We define a hyperparameter grid param_grid
that specifies the range of reg_alpha
values we want to test, including 0 (no regularization) and several positive values.
We create an instance of the XGBRegressor
with basic hyperparameters set, such as n_estimators
and learning_rate
. We then perform the grid search using GridSearchCV
, providing the model, parameter grid, cross-validation object, scoring metric (negative mean squared error), and the number of CPU cores to use for parallel computation.
After fitting the grid search object with grid_search.fit(X, y)

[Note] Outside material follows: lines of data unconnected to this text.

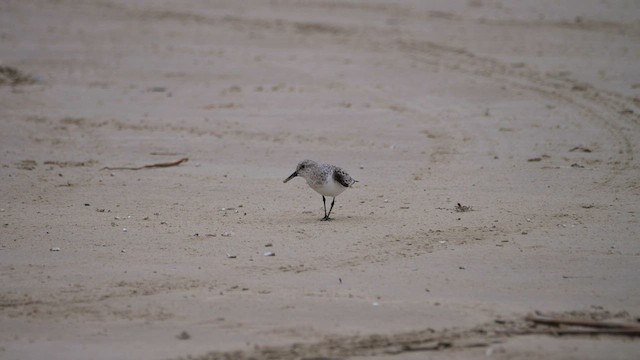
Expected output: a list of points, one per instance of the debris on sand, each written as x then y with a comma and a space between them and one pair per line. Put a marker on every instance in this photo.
11, 76
183, 336
463, 208
151, 166
580, 149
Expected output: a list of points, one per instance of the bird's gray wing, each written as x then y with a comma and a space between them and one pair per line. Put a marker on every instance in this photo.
343, 178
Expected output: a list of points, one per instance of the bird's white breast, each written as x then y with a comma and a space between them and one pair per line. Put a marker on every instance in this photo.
329, 188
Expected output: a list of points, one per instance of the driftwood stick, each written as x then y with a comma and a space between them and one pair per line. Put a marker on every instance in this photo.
547, 320
158, 165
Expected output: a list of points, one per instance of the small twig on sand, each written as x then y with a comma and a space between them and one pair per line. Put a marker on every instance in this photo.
598, 327
158, 165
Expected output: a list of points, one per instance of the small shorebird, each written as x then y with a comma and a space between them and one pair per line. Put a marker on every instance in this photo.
327, 180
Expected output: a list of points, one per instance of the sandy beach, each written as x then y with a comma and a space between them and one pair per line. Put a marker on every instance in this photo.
495, 144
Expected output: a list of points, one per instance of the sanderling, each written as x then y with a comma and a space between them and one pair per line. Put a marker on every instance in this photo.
327, 180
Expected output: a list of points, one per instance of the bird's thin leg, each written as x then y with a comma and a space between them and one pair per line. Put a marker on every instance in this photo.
331, 208
324, 202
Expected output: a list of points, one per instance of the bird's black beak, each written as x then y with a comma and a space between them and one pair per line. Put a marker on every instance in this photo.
295, 173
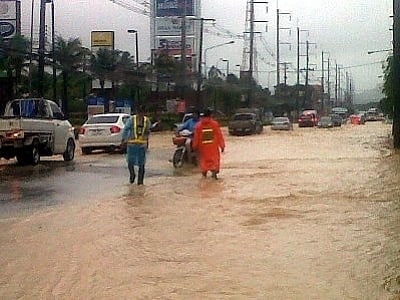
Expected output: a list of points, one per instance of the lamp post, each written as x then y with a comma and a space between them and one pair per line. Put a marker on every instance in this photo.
376, 51
212, 47
53, 48
137, 59
136, 45
227, 66
31, 50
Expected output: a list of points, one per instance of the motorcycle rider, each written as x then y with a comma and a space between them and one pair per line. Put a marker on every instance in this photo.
190, 126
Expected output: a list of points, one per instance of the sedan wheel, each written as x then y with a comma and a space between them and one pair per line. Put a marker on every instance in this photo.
69, 153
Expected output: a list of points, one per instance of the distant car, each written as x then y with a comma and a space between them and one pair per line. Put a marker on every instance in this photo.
102, 131
281, 123
245, 124
178, 126
357, 119
325, 122
308, 118
336, 119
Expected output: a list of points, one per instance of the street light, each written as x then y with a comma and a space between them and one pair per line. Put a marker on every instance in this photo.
212, 47
376, 51
137, 60
227, 66
136, 46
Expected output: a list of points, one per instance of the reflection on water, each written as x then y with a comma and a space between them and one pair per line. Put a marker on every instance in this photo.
308, 214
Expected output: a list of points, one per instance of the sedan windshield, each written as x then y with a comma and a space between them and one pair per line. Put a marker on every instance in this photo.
280, 119
102, 120
242, 117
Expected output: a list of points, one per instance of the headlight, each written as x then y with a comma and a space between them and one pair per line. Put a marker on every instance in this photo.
15, 134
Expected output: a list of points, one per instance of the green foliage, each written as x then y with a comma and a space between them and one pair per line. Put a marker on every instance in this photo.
387, 103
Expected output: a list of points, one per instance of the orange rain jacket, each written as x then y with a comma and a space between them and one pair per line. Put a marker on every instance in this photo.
208, 139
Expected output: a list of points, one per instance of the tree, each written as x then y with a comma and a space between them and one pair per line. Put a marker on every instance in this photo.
387, 103
13, 55
68, 58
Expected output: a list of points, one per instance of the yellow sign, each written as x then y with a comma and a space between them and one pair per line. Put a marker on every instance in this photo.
102, 39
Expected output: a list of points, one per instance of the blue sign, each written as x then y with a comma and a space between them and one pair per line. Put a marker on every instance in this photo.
7, 29
174, 8
95, 101
123, 103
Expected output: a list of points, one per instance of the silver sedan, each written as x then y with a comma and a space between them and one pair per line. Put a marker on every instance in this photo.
102, 131
281, 123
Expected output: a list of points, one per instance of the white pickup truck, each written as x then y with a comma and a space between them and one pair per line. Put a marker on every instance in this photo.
34, 127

, we can access the best reg_alpha
value and the corresponding best cross-validation mean squared error using grid_search.best_params_
and grid_search.best_score_
, respectively.
Finally, we plot the relationship between the reg_alpha
values and the cross-validation average mean squared error scores using matplotlib. We retrieve the results from grid_search.cv_results_
and plot the mean MSE scores along with the standard deviation as error bars. This visualization helps us understand how the choice of reg_alpha
affects the model’s performance and guides us in selecting an appropriate value.
By tuning the reg_alpha
hyperparameter using grid search with cross-validation, we can find the optimal level of L1 regularization that minimizes overfitting and improves the model’s generalization performance.